Another FReeper sent me a piece at the time from a retired UAL pilot who had been fired from both Asiana and KAL for failing their student pilots because they could not really fly their planes. So a word to the wise, if your plane isn’t being flown by round-eyed, white pilots, you are at risk if the pilots are really needed to fly the plane at some point in your trip.
Same thing will happen with car drivers as “autonomous” driving becomes more prevalent.
“Weve dumbed ourselves down.”
We’ll be easy picking for the machines! :)
Don't get me started on medical education!
“Its a shame that Boeing had to go with the flow and let automation replace skill.”
I don’t understand how you came to this.
I’d still rather get to fully automated flights, from takeoff to landing - human pilot errors can’t be debugged and fixed. Neither can deliberate acts of human pilot sabotage or suicide missions.
15K for all that machinery and responsibility.
Sad.
I made about that starting in TV production.
We have a couple of married friends who are quite a bit younger than us. Both of them are in the reserves and both are test pilots for Boeing. My wife said that they ought to come over and fly one of our airplanes sometime.
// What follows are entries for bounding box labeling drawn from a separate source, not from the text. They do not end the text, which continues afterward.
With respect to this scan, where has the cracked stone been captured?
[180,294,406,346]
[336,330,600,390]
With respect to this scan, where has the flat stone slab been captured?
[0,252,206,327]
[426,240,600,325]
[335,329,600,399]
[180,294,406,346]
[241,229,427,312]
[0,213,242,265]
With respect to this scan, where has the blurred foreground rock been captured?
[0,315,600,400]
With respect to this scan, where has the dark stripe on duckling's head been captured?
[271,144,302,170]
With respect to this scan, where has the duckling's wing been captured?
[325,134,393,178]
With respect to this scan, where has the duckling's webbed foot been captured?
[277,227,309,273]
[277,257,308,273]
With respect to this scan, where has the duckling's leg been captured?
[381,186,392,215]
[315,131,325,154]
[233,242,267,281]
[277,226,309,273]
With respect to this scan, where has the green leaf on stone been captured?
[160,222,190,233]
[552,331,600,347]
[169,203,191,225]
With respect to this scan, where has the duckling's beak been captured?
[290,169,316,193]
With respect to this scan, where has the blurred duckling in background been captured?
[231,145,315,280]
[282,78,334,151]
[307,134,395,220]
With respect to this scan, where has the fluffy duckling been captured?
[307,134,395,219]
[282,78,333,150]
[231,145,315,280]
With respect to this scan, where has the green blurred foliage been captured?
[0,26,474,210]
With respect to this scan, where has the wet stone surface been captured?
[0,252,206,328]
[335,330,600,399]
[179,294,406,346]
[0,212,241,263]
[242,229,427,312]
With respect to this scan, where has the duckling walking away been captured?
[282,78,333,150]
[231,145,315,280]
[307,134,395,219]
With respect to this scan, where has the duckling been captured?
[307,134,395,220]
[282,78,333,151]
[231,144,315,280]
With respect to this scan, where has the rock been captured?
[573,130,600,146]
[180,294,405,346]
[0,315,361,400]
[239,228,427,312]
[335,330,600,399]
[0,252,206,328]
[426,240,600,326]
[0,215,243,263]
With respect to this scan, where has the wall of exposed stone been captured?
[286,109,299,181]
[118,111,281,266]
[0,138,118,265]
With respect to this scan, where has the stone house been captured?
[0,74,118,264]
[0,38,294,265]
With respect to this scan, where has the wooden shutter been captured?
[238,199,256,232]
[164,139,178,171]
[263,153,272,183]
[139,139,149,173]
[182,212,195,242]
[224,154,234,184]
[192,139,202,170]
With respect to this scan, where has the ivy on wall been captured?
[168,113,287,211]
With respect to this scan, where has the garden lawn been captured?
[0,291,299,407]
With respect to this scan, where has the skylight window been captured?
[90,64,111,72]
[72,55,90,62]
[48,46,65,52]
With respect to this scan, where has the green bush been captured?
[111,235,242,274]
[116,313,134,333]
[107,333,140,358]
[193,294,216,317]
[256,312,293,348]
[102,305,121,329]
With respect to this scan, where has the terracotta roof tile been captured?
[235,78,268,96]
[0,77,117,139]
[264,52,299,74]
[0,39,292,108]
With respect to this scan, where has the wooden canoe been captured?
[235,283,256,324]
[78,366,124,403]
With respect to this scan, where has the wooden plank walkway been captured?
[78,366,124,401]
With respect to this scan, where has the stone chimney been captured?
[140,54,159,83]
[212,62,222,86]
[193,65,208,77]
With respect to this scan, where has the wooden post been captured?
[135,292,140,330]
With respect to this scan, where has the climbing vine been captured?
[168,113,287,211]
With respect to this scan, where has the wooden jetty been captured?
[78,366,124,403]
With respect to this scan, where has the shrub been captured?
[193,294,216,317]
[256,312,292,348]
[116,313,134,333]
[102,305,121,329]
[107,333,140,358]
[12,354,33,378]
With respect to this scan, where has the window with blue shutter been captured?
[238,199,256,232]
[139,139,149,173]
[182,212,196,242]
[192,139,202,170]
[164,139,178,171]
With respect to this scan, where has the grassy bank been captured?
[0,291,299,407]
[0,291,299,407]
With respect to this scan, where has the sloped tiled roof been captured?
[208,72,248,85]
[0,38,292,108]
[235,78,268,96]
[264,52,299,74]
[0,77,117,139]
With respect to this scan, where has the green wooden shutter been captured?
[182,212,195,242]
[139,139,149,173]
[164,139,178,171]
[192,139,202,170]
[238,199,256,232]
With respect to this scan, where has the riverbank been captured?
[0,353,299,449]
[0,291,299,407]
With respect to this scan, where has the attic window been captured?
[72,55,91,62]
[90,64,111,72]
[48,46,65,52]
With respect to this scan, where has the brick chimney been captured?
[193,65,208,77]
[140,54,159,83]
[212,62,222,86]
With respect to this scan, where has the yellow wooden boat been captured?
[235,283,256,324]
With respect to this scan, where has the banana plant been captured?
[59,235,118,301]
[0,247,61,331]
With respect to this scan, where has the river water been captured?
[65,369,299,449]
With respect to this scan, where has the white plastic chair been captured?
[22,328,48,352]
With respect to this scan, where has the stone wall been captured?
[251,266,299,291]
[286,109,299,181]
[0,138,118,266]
She thought that maybe they would enjoy getting back to the basics. But they said that they wouldn't be comfortable flying our airplanes because they both started flying after joining the military and had never flown non-computerized aircraft. At first we thought that they were joking, because our planes are extremely easy to fly and we are sure that they would have no difficulties with very minimal instruction. But they were actually serious.
I have always felt that my years of hang gliding in the mountains around here made me much more aware and able to visualize what to expect from the wind and weather. And my years of flying my homemade ultralight which had engine monitoring gauges but no flight instruments at all gave me a better “seat of the pants” feel for a small plane than others who have all been trained to watch their flight instruments closely at all times.
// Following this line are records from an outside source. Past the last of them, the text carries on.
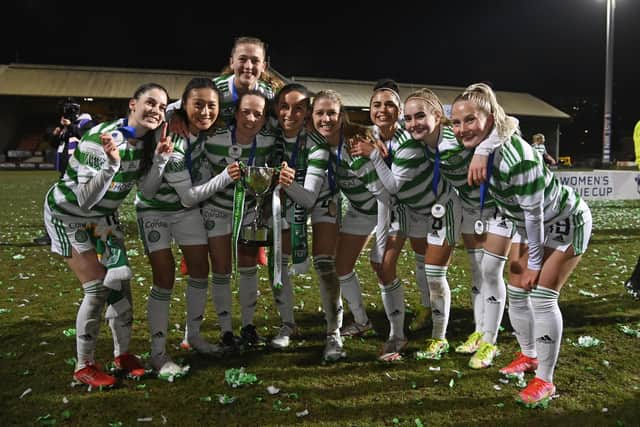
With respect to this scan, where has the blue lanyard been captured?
[184,137,193,182]
[289,130,303,169]
[425,147,440,199]
[384,138,393,168]
[480,153,495,217]
[229,76,239,104]
[231,126,258,166]
[328,129,344,194]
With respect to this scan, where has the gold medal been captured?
[229,144,242,160]
[431,203,446,218]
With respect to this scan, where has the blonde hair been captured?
[531,133,544,144]
[453,83,520,138]
[404,87,451,126]
[311,89,371,140]
[220,36,285,93]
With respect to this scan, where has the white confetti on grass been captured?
[296,409,309,418]
[571,335,602,348]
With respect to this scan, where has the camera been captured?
[62,99,80,122]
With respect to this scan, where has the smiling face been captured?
[312,96,342,142]
[451,100,493,148]
[369,90,400,129]
[129,88,167,131]
[404,98,442,142]
[229,43,267,91]
[276,90,309,138]
[235,95,267,139]
[184,88,220,135]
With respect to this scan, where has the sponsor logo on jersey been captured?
[109,181,135,193]
[74,228,89,243]
[536,335,555,344]
[144,220,169,228]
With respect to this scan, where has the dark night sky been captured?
[0,0,640,155]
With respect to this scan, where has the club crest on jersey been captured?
[109,181,135,193]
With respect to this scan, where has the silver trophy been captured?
[239,166,276,246]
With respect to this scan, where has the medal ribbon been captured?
[289,130,309,264]
[327,129,344,194]
[425,147,440,199]
[231,126,258,166]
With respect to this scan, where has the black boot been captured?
[624,257,640,299]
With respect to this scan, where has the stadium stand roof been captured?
[0,64,570,119]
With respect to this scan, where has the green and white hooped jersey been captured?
[277,130,331,209]
[331,144,384,215]
[438,126,496,209]
[135,129,211,212]
[204,127,277,212]
[47,119,143,218]
[489,134,580,228]
[382,129,452,214]
[213,74,274,125]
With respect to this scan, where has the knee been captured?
[427,276,449,295]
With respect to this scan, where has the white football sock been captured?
[482,251,507,344]
[271,254,296,325]
[425,264,451,339]
[531,286,562,383]
[184,277,209,341]
[211,273,233,334]
[414,252,431,307]
[467,248,484,332]
[507,285,538,358]
[379,279,405,340]
[313,255,342,335]
[147,285,173,358]
[338,271,369,325]
[76,280,111,369]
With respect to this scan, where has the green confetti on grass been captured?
[36,414,57,426]
[273,400,291,412]
[224,367,258,388]
[618,325,640,338]
[217,394,236,405]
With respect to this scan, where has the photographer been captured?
[33,98,96,246]
[53,98,94,177]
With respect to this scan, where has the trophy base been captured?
[238,225,273,247]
MY favorite book on flying is of course, Stick and Rudder: An Explanation of the Art of Flying by Wolfgang Langewiesche. If you are not a pilot and you want to actually understand how flying an airplane really works then it is the book you should read.
Pilots should be disqualified from certification if they bolo certain simulator tests.
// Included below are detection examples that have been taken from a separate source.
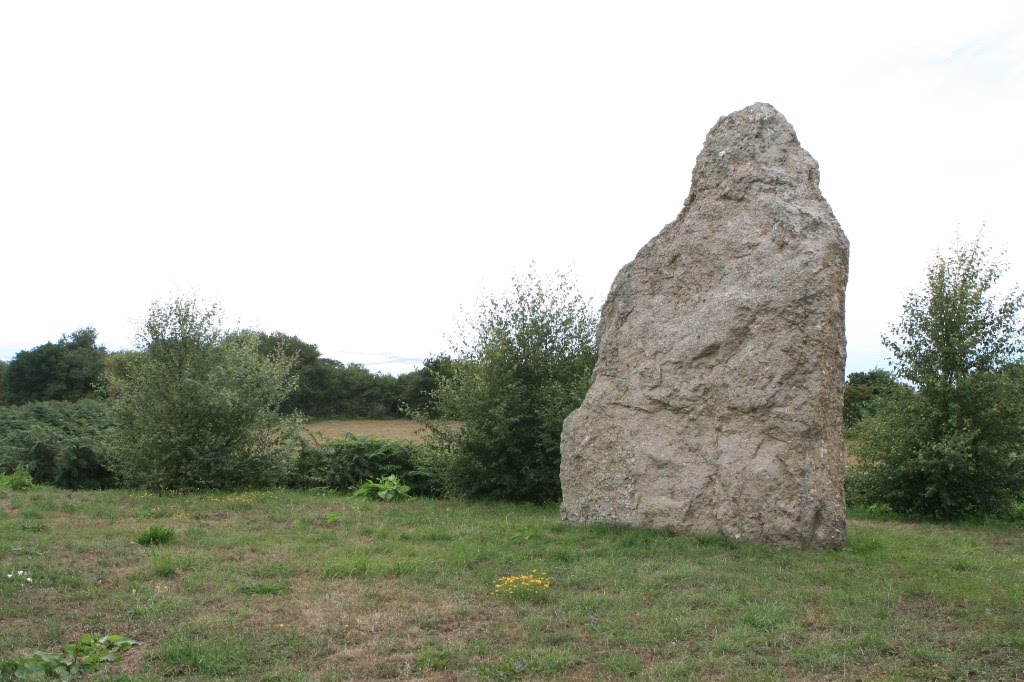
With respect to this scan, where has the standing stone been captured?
[561,103,849,548]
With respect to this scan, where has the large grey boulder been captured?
[561,103,849,548]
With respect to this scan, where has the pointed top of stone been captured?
[684,102,823,210]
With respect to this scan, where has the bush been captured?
[105,298,300,489]
[421,272,597,503]
[0,399,114,488]
[843,368,910,429]
[292,434,441,497]
[3,327,106,404]
[848,242,1024,518]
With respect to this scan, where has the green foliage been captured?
[848,242,1024,518]
[3,327,106,404]
[0,399,114,488]
[420,271,597,503]
[14,635,138,680]
[843,368,910,428]
[352,474,413,502]
[0,464,32,491]
[135,525,174,545]
[292,434,441,497]
[105,298,299,489]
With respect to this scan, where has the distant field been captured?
[306,419,455,442]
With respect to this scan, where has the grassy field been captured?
[306,419,450,442]
[0,487,1024,681]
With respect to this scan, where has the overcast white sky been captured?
[0,0,1024,372]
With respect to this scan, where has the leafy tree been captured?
[843,368,910,428]
[3,327,106,404]
[851,241,1024,518]
[105,298,298,489]
[397,353,454,418]
[0,398,114,487]
[426,271,597,502]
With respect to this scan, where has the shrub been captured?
[292,434,441,497]
[3,327,106,404]
[352,474,413,502]
[0,399,114,488]
[849,242,1024,518]
[422,271,597,503]
[105,298,299,489]
[0,464,32,491]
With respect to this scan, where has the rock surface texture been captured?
[561,103,849,548]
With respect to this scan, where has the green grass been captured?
[0,486,1024,681]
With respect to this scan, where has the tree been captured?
[851,241,1024,518]
[105,298,298,489]
[843,368,910,428]
[3,327,106,404]
[425,271,597,502]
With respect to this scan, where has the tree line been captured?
[0,327,452,419]
[0,241,1024,518]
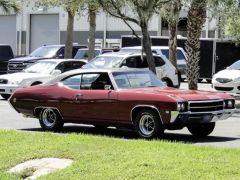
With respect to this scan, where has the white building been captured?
[0,0,218,55]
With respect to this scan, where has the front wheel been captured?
[134,110,164,139]
[187,122,215,137]
[39,108,63,131]
[1,94,11,100]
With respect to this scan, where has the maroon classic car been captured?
[9,69,235,138]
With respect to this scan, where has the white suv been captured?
[83,52,180,87]
[119,46,187,80]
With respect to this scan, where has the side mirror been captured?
[51,69,62,76]
[104,85,112,90]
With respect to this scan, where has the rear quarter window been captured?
[0,46,13,60]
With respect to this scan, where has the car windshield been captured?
[119,48,142,53]
[74,49,100,59]
[161,49,185,60]
[83,56,123,68]
[229,60,240,70]
[113,71,166,89]
[29,46,59,58]
[24,61,57,74]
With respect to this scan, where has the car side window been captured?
[81,73,113,90]
[72,61,85,69]
[61,75,82,89]
[57,48,64,59]
[72,47,79,57]
[56,62,72,73]
[154,57,166,67]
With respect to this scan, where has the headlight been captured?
[177,102,188,111]
[20,79,32,87]
[224,100,235,109]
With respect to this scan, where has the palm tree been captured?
[186,0,207,90]
[0,0,20,13]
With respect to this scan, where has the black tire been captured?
[1,94,11,100]
[39,108,64,131]
[187,122,215,137]
[134,109,164,139]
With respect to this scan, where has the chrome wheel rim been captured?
[139,114,155,136]
[42,109,57,127]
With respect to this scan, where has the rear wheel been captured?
[39,108,63,131]
[187,122,215,137]
[134,109,164,139]
[1,94,11,100]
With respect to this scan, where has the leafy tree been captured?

That is what happens at U.S. based carriers. The pilots would get remedial training in a Level D simulator, then fly a re-test in the simulator. They may not be "de-certified", but they would not fly on the aircraft until they successfully fly a re-test in the simulator.
One can only guess what would happen at a "third world airline".
"Task saturation" is a canard imho.
I would have to respectfully disagree, based on personal experience. However, I most of the cases I observed, the pilot was low time, transitioning from the T-38 to the F-4.
The problem is that airline pilots are logging thousands of flight hours without ever flying the aircraft manually. Then, when a compound/complex emergency occurs, they don't know how to respond, especially if a quick response is required.
In the old days, in the Air Force (90’s), a LOT of the Sim time was devoted to various in flight emergencies. I wonder how true that is for current commercial Sim time.